Reading your letter makes me wish I could work magic. If I could wave a wand that gave you the body of your dreams, whatever that may be, and total calorific immunity from cake, crisps and chocolate, I would. Because you’ve tried, and struggled, and tried again, and you deserve it, whatever genetics and biology might think.

If someone were to decree that your favourite foods were suddenly calorie free, I wonder what you’d do. I suspect you’d have a few days giddily gorging, and then the urge would pass. If you could eat anything you wanted, whenever you wanted, you’d probably realise you didn’t want it nearly as much as you thought. The thing is, you can. And it’s up to you to decide how those foods will make you feel.

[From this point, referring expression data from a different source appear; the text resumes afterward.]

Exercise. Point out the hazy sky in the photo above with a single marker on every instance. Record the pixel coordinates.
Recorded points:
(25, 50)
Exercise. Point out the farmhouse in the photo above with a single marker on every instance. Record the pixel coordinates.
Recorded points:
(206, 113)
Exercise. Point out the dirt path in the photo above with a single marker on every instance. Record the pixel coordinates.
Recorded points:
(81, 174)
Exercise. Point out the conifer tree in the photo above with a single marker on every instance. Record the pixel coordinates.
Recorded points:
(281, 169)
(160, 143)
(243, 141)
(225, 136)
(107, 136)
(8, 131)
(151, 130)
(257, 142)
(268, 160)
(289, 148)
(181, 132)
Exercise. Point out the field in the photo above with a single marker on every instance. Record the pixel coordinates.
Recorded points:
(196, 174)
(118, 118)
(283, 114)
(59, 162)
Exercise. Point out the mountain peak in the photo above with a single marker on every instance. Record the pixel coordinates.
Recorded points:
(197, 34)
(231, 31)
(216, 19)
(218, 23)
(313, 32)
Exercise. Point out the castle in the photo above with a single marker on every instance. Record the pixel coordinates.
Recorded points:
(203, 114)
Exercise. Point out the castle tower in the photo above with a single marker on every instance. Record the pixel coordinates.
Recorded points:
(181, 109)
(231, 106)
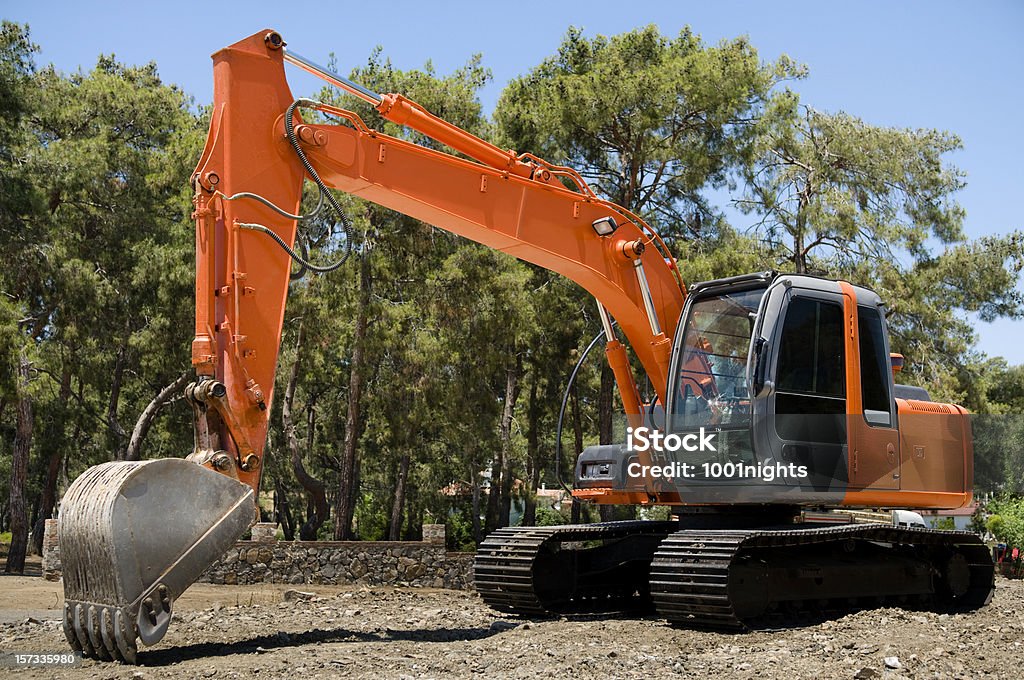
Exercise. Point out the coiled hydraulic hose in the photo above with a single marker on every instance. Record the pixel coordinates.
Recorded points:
(561, 412)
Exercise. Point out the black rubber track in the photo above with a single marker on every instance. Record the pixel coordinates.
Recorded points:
(690, 574)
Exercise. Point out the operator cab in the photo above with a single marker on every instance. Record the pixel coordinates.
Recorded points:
(785, 371)
(769, 362)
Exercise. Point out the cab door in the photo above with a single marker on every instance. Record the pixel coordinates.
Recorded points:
(807, 406)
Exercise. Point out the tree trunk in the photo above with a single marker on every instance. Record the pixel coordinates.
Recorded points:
(475, 481)
(394, 530)
(118, 434)
(508, 413)
(54, 437)
(19, 471)
(314, 487)
(282, 510)
(148, 415)
(347, 482)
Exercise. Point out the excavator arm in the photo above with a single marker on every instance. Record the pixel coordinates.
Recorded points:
(135, 535)
(516, 204)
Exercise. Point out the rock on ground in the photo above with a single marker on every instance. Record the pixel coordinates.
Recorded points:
(418, 633)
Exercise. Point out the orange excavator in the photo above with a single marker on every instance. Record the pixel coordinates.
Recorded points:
(775, 396)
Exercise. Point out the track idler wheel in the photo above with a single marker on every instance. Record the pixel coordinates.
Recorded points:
(133, 537)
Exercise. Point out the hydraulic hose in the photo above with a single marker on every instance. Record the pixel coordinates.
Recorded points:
(561, 412)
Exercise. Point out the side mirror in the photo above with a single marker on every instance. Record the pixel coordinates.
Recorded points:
(760, 367)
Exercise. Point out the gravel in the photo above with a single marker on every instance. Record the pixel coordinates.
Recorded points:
(422, 633)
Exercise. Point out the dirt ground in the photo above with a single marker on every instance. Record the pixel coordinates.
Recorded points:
(252, 632)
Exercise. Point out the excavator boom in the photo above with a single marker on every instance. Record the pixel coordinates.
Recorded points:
(135, 535)
(784, 370)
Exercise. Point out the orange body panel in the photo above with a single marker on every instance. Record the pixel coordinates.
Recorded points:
(513, 205)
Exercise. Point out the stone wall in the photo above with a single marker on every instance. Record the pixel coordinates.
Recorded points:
(421, 563)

Keeping a food diary is a really smart step - but I think you should start keeping a food emotions diary. It can be a very simple and it doesn’t have to make sense to anyone but you. Just write down what you eat, and how you feel before, during and after eating it. Personally I’m a big fan of meditation because it helps me to step back from my feelings and analyse them. After using the Headspace meditation app, I found myself standing in front of the fridge eating Lotus Biskoff spread with a spoon and thinking ‘Why am I doing this? I’m not even really tasting it!’ It’s hard, but it’s helped me to save delicious food for happy times instead of using it to distract myself when I’m angry or sad.

We use words to describe our bodies when they’re actually about the way we feel as we inhabit them. Fat, thin, beautiful - when I feel pretty, I smile at strangers and walk as though I’m dancing to music only I can hear. When I feel fat, I might as well be wearing a coat made out of poo. Over the years, I’ve learned that I have an increasing amount of control over this. For me, exercise is the ultimate mood booster, not because it makes me slimmer but because the endorphins burn through my negative thoughts. Even a brisk 15 minute walk takes the edge off a day of self loathing. My breakthrough came when I stopped thinking ‘I must exercise, because I am so fat,’ and started saying ‘Exercise is good for my head, it makes me feel more sane when I think about my body.’

You could lose weight before your holiday. You know how to do it. But you’ll go out for dinner, eat delicious ice cream on the beach and come back feeling disappointed in yourself, regardless of any weight you gain or lose. So if you can, try to see it as a holiday for your head. Leave behind the part of you that’s cruel and critical - don’t let her sneak into your suitcase. Spend the trip eating whatever you fancy, whenever you fancy, always asking myself ‘Am I enjoying this? Does it make me feel good?’ and stop the very second that the answer to those questions isn’t an emphatic yes.

Have a wonderful holiday. I promise you’ll look gorgeous in every picture, and most importantly I really hope that you feel gorgeous too.